Tesco has a series of dark stores encircling London, while Asda built its first dark stores in a densely populated part of its Yorkshire powerbase. Mr Robertson reckons that dark stores increase the efficiency of online deliveries by more than 30 per cent.

Asda has already opened click-and-collect facilities in locations separate from stores and Sainsbury’s recently announced it was moving in the same direction by opening collection points at some London Underground stations. Tesco is also rolling out standalone click-and-collect sites in the car parks of its larger hypermarkets.

In France, lower population densities made home delivery prohibitively expensive. The market is dominated by click-and-collect “drive-through” stores, with Auchan and E.Leclerc leading the way.

There is also a new generation of internet-only pure-plays that have learnt from the mistakes of the likes of Webvan, which collapsed after the dot-com bubble burst.

In the UK, Ocado has distribution agreements in place with Morrisons, the UK’s fourth-largest grocer and the last of the big four to move online, and with Waitrose, which is also developing its own web service.

In New York, there is FreshDirect and in the north-eastern States, Ahold’s Peapod has achieved significant scale. In Seattle and California, Amazon is testing AmazonFresh, its first grocery offering. Walmart, meanwhile, is taking the lessons of its Asda subsidiary and applying them to its US business.

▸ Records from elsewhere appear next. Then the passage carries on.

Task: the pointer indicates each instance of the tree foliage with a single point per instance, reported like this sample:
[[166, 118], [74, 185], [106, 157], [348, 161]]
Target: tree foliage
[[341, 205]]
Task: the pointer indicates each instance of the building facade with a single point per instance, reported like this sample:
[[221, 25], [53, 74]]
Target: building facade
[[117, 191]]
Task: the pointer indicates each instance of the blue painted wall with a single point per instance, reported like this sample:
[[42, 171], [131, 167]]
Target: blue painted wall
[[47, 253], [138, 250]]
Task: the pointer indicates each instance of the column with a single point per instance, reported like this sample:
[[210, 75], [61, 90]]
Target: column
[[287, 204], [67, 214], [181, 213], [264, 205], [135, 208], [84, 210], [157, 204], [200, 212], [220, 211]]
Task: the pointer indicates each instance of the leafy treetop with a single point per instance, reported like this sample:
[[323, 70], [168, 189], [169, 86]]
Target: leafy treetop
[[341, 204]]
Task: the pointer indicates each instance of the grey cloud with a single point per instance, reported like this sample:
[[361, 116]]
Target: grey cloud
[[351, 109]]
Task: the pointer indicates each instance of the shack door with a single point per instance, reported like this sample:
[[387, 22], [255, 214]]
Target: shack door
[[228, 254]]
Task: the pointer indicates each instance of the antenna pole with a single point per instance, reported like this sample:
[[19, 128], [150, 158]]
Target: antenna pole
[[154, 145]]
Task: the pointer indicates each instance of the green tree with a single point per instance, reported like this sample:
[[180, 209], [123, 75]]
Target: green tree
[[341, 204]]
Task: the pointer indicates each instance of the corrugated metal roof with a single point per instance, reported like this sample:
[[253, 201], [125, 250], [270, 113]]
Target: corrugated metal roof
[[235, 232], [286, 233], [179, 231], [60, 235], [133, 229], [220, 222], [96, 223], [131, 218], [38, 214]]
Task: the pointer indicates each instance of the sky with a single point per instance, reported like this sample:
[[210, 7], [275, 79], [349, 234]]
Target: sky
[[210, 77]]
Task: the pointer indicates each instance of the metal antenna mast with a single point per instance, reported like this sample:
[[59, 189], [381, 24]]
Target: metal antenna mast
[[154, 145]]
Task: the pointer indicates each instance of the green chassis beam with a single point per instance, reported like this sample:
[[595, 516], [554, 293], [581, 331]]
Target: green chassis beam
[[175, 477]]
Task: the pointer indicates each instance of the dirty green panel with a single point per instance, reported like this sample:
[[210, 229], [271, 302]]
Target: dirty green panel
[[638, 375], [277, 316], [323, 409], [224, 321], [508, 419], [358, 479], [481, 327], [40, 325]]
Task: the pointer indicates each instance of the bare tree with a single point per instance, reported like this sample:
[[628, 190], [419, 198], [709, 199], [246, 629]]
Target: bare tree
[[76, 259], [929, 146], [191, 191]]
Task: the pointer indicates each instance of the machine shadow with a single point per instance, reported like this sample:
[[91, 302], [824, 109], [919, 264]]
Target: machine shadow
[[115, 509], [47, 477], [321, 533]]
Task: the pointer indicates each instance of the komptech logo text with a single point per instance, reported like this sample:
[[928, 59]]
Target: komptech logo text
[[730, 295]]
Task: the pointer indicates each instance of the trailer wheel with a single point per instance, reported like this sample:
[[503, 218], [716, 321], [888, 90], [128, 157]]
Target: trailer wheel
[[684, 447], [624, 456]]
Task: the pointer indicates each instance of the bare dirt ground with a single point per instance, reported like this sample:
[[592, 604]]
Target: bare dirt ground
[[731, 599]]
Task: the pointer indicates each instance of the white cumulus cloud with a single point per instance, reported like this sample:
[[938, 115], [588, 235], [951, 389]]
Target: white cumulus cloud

Yet the pure-plays, such as Ocado, still divide opinion. “It depends on how you see Ocado. Is it a retailer or a technology and best-practice provider for retailers?” asks Mr Roberts. In other words, it needs the buying power and scale offered by a bricks-and-mortar partner to succeed.

Amazon’s experiment will also draw nervous glances from rivals. Sharpening the threat posed by Amazon is their willingness to accept low profit margins in exchange for market share. “Their strategy is all about land grab and disruption, and they could certainly achieve that,” says Mr Roberts.

Spending on groceries bought online is expected to double over the next five years, but it still remains a relatively small proportion of the overall total. Online grocery sales are expected to hit £8.4 billion this year in the UK, up 11 per cent. That figure is still less than 5 per cent of total grocery spending in Britain.